Contenuti a pagamento. Il primo passo dei giganti della Rete

di PIERFRANCESCO DE ROBERTIS

Facebook riconoscerà agli editori di tutto il mondo la somma di un miliardo di dollari diluiti in tre anni (820 milioni di euro) per lo “sfruttamento” delle notizie prodotte da editori e giornalisti, e sul quale il social Usa guadagna miliardi. Qualche giorno fa Google e Murdoch avevano reso noto un accordo commerciale in base al quale al grande editore australiano venivano riconosciuti i “diritti” sulle notizie che Google rilanciava dai media di Murdoch. Nelle settimane scorse sempre Google aveva raggiunto un’intesa con gli editori francesi, anche in questo caso per poter «utilizzare» le news contenute nei giornali e nei siti d’oltralpe.

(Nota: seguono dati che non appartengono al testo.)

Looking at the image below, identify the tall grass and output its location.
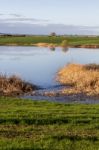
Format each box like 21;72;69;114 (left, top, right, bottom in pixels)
0;75;37;95
57;64;99;95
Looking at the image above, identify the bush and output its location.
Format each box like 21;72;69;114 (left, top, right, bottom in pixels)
61;40;68;48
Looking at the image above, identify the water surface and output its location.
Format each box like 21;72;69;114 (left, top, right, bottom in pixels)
0;46;99;88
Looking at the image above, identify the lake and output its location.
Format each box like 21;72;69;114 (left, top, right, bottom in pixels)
0;46;99;88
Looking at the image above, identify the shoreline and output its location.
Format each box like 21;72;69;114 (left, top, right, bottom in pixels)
0;43;99;49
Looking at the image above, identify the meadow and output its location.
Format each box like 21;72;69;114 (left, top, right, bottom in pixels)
0;35;99;47
0;97;99;150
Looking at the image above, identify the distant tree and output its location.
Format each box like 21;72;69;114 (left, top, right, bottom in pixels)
61;40;68;48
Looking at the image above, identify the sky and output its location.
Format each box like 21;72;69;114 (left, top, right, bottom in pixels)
0;0;99;35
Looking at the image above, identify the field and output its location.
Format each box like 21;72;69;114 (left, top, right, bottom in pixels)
0;97;99;150
0;36;99;47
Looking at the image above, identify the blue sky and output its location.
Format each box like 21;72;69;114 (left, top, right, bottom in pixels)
0;0;99;34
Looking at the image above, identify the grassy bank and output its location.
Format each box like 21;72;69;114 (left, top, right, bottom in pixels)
0;98;99;150
0;36;99;48
57;64;99;98
0;75;38;96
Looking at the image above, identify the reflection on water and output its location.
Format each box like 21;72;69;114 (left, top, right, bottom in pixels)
0;46;99;87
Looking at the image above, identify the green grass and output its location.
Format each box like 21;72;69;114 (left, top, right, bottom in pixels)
0;97;99;150
0;36;99;46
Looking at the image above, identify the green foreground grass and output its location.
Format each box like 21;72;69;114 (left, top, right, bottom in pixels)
0;36;99;46
0;97;99;150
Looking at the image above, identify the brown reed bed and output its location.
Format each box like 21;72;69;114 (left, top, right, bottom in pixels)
0;75;38;96
57;64;99;96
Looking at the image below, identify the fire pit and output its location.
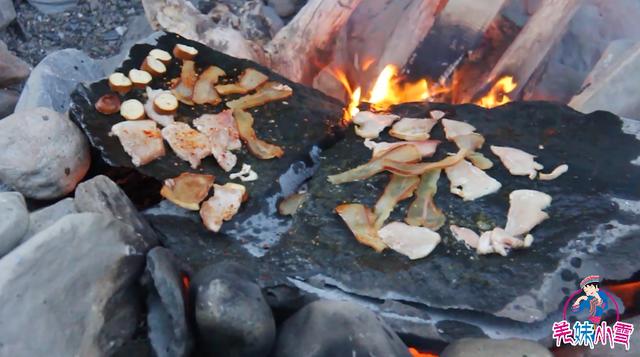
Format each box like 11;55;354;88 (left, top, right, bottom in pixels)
0;0;640;357
71;29;640;350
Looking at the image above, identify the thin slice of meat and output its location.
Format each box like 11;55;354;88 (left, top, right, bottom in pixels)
445;160;502;201
226;82;293;110
192;66;225;105
160;172;215;211
389;118;438;141
404;169;446;231
144;87;175;126
449;225;480;249
364;139;440;158
538;164;569;181
491;145;543;180
233;109;284;160
336;203;387;252
200;182;247;232
162;122;211;169
327;145;421;185
453;133;484;154
193;110;242;172
378;222;440;260
373;175;420;229
109;120;165;166
442;119;476;140
353;111;400;139
505;190;551;237
466;152;493;170
171;61;198;105
216;68;269;95
381;150;467;176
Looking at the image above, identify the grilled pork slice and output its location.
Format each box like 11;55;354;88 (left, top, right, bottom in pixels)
193;109;242;172
476;231;495;255
336;203;387;252
378;222;440;260
149;48;171;64
233;109;284;160
389;118;438;141
120;99;144;120
144;87;175;126
160;172;214;211
364;139;440;158
229;164;258;182
162;122;211;169
109;120;165;166
404;169;446;231
216;68;269;95
109;72;133;94
442;119;476;140
171;61;198;105
491;145;543;180
200;182;246;232
373;175;420;229
449;225;480;249
173;43;198;61
140;55;167;77
95;93;120;115
538;164;569;181
353;111;400;139
444;160;502;201
192;66;225;105
153;91;178;115
226;82;293;110
129;68;153;89
505;190;551;237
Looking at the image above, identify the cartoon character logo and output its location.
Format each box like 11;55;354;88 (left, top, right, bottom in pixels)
552;275;634;351
571;275;617;325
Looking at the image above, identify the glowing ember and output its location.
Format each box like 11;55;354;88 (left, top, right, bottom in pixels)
409;347;438;357
476;76;518;109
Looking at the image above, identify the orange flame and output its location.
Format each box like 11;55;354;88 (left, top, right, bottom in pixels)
331;65;430;121
367;64;429;111
476;76;518;109
409;347;438;357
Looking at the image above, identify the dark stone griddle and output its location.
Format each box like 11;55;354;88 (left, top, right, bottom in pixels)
70;33;342;202
264;102;640;320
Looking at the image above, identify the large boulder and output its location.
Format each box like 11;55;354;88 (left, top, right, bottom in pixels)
74;175;158;248
146;247;193;357
441;338;553;357
0;40;30;87
0;108;91;199
0;192;29;257
0;213;146;357
16;48;105;112
191;262;276;357
275;300;411;357
22;197;77;242
0;89;20;119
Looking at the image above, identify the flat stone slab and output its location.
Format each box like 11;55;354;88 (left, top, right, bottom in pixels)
146;102;640;338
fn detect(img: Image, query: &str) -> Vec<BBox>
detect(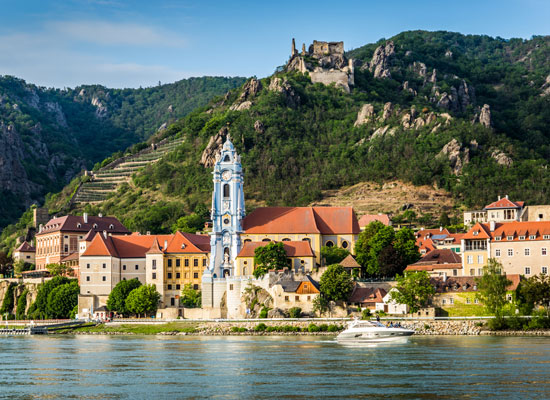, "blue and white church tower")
[202,135,245,307]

Al di là dell’aspetto commerciale (probabilmente 800 milioni di euro triennali a livello mondiale a fronte dei miliardi di guadagno realizzato ogni anno sono pochissimi, una briciola) la decisione di Facebook e Google riconosce un principio importante, non solo e non tanto per gli editori, quanto per tutti i cittadini: l’informazione di qualità, quella che non si trova a buon mercato gratis in giro per la rete, si paga, come si paga ogni bene di qualità. Poco o tanto, ma si paga. E nonostante gli stessi Google e Facebook siano pieni di notizie, spesso piratate, spesso dragate a casaccio nei bassifondi del web, sono le notizie “verificate”, quelle trattate professionalmente, che fanno la differenza per gli stessi social che le utilizzano, e che pertanto vale la pena per loro rilanciare e di conseguenza pagare agli editori.

Dopo anni di ubriacatura da fake news e di disprezzo per qualsiasi tipo di intermediazione (citofonare Movimento 5 Stelle), ci si sta in sostanza accorgendo che il grande mercato dei falsi in rete era un danno per tutti. Se ne stanno accorgendo i lettori, sempre più stanchi di essere trattati come pecoroni e diventati ormai sospettosi di informazioni buttate là a casaccio, in cui il cittadino-lettore è il vero obiettivo “commerciale” di qualche lupo nascosto nel bosco; se ne stanno accorgendo i big tech, che non a caso si sono decisi a pagare, perché la richiesta per le notizie di qualità aumenta il loro stesso giro d’affari.